Fresher Produce, Better Nutrition
If you grow vegetables, you’re also likely eating better. Homegrown produce is harvested at peak ripeness, which matters more than most people realize. Commercial tomatoes, for example, are typically picked green, refrigerated during transport, and then artificially ripened with ethylene gas at distribution centers. The result is a tomato that looks fine but has lost much of its flavor and nutritional value. When you pick a tomato from your own garden at full ripeness, it contains significantly more of the beneficial plant compounds your body uses.

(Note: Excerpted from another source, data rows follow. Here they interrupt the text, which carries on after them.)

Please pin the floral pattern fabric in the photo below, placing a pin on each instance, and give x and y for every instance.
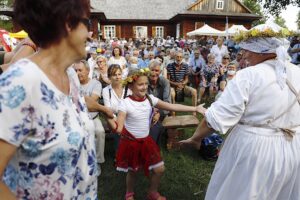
(54, 136)
(208, 73)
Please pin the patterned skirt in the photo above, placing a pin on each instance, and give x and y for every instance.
(134, 154)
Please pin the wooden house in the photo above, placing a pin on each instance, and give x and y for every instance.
(161, 18)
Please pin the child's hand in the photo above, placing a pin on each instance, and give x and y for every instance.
(109, 113)
(200, 109)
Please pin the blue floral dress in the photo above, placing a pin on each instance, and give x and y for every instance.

Homegrown organic crops contain higher levels of antioxidants, including vitamin C, polyphenols, and flavonoids, along with more micronutrients and minerals than conventionally grown and transported produce. The difference comes down to soil quality, ripeness at harvest, and the absence of long supply chains. Even a small garden bed growing a few herbs and vegetables can meaningfully increase the nutrient density of your diet.
Risks Worth Managing
Gardening is low-risk, but not zero-risk. The most common issues are straightforward to prevent.
- Soil contamination: Urban and older residential soils can contain elevated levels of lead or arsenic, particularly near old buildings or former industrial sites. There are no universally established “safe” levels for arsenic in garden soil, but NC State Extension considers levels above 16 parts per million high risk. If you’re unsure about your soil, a local extension office can test it. Growing food in raised beds filled with clean soil is a simple workaround.
- Tetanus: Soil contact combined with scrapes or puncture wounds creates a risk for tetanus. You should have a tetanus booster every 10 years. If you get a deep or dirty wound and haven’t had a booster in the past five years, get one within 48 hours.
- Repetitive strain: Gardening involves repetitive motions that can stress your knees, back, and wrists. Using knee pads, switching tasks every 20 to 30 minutes, and using ergonomic tools with padded grips all reduce your risk of overuse injuries.
- Sun exposure: Extended outdoor time without protection increases skin cancer risk. Wear a broad-brimmed hat and apply sunscreen during peak UV hours, especially if you garden for more than a few minutes in direct midday sun.
Therapeutic Gardening in Clinical Settings
Gardening’s health benefits are robust enough that it’s now used as a formal therapeutic tool. Horticultural therapy programs operate in rehabilitation centers, mental health facilities, and senior care settings. These programs are evaluated across four dimensions: physical function, cognitive function, psychological and emotional well-being, and social engagement. The fact that a single activity can be reliably measured across all four of these areas speaks to how broad its effects really are.
You don’t need a formal program to get these benefits. A few hours a week in a backyard plot, a community garden, or even a balcony full of containers delivers the same core combination of physical movement, stress relief, microbial exposure, sunlight, and the quiet satisfaction of growing something alive.